Beleid, Bestuur, Management & Pedagogiek in de kinderopvang

Kom op voor baby’s! Reactie op de petitie

Beste 7000 + ondernemers die hun handtekening zetten onder de petitie ‘Kom op voor kinderopvang’, Zo’n twee jaar geleden bracht ik een bezoek aan het ROC in Leiden. Voor een reportage op De Correspondent sprak ik daar met meisjes van een jaar of 18 die in opleiding waren tot pedagogisch medewerker. De meeste van hen hadden al meerdere stages gelopen. De gesprekken die ik voerde waren levendig; de meiden waren nog lekker onbevangen. En dat gaf een aardig beeld van de praktijk:
Kom op voor baby’s! Reactie op de petitie


Om te beginnen viel het enthousiasme me op van de meeste leerlingen. Ze vertelden met hoe leuk het was om de ontwikkeling van kinderen mee te maken. “Opeens denk je ‘wow, die kan al lopen, wow die kan al praten’.”  
Maar ze vertelden me ook hoe zwaar ze het werk vonden ‘Weet je dat werken in de kinderopvang echt minstens zo zwaar is als werken in de bouw?’ zei een van hen verontwaardigd toen ik haar zei dat sommige mensen denken dat werken met jonge kinderen lekker makkelijk werk is. ‘Als de kinderen even slapen, kak ik helemaal in.’
Maar wat me tijdens  de gesprekken het meest opviel waren  de terugkerende opmerkingen over het gebrek aan  tijd. In de woorden van een van de meisjes:  ‘We moeten met zijn tweeën voor tien jonge kinderen zorgen. En daar zitten dan ook baby’s bij. Die kun je niet altijd troosten als ze huilen. Maar dat zou wel moeten. Dat heeft een kind gewoon nodig voor zijn ontwikkeling.’ En die ontwikkeling, zo stelde een andere leerling op z’n Johan Cruijffs, ‘is wel belangrijk voor later, vind ik.’

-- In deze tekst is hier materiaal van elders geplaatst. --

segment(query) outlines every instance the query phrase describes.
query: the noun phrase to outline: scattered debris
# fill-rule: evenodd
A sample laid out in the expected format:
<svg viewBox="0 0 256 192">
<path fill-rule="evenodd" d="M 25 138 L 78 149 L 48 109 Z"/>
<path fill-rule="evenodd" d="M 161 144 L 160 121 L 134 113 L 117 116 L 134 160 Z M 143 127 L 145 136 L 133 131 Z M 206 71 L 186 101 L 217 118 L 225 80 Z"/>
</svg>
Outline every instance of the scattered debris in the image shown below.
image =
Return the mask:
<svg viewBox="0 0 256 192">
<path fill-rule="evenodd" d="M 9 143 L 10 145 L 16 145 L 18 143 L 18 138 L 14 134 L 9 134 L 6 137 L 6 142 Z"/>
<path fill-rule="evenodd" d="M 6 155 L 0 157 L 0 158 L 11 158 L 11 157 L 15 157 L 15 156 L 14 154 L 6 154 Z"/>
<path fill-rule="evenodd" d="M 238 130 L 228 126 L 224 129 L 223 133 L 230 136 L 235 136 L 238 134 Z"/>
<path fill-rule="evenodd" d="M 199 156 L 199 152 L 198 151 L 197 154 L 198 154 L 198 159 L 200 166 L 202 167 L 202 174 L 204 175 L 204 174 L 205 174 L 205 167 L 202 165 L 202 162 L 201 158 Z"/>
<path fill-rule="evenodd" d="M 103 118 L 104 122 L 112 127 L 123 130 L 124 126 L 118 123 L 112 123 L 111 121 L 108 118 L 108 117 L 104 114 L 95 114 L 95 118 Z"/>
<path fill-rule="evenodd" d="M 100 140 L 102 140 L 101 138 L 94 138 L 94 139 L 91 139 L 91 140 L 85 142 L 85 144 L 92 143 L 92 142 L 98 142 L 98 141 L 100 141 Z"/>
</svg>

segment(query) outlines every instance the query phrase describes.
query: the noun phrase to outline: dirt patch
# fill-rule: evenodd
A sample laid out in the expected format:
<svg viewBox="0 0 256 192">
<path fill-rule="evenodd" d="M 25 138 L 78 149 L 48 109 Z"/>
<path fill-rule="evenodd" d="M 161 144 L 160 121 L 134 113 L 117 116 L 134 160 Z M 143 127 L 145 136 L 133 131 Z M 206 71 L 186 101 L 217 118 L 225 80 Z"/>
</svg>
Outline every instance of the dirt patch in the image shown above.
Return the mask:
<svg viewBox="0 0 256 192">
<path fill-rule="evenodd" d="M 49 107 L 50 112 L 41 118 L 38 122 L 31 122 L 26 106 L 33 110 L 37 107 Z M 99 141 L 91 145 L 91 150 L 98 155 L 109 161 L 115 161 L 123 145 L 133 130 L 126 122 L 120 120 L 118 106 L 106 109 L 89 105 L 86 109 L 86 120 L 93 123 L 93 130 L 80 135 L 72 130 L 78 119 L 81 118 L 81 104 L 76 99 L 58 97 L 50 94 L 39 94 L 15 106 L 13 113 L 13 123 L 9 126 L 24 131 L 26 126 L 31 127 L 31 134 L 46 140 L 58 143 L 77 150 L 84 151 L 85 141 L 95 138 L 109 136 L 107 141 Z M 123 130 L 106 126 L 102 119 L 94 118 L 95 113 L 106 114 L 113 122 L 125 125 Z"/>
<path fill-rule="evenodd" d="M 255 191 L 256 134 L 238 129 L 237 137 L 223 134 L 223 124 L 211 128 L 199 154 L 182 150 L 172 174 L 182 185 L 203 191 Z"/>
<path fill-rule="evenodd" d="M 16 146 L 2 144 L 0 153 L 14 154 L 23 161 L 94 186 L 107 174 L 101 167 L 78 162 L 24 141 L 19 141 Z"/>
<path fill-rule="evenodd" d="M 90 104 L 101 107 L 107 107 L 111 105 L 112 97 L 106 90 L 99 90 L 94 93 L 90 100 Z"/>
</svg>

Over die ontwikkeling die zo belangrijk is voor later wil ik het graag met jullie hebben. 
Als ik jullie zou vragen of jullie deze Cruijffiaanse zouden onderschrijven, zouden jullie allemaal ‘ja’ zeggen. Jullie zouden allemaal zeggen dat jullie die vroegkinderlijke ontwikkleing heel belangrijk vinden. Jullie petitie begint dan ook met een zin die het belang van die ontwikkeling onderschrijft: 
‘Kwaliteit in de Kinderopvang moet voorop staan’. 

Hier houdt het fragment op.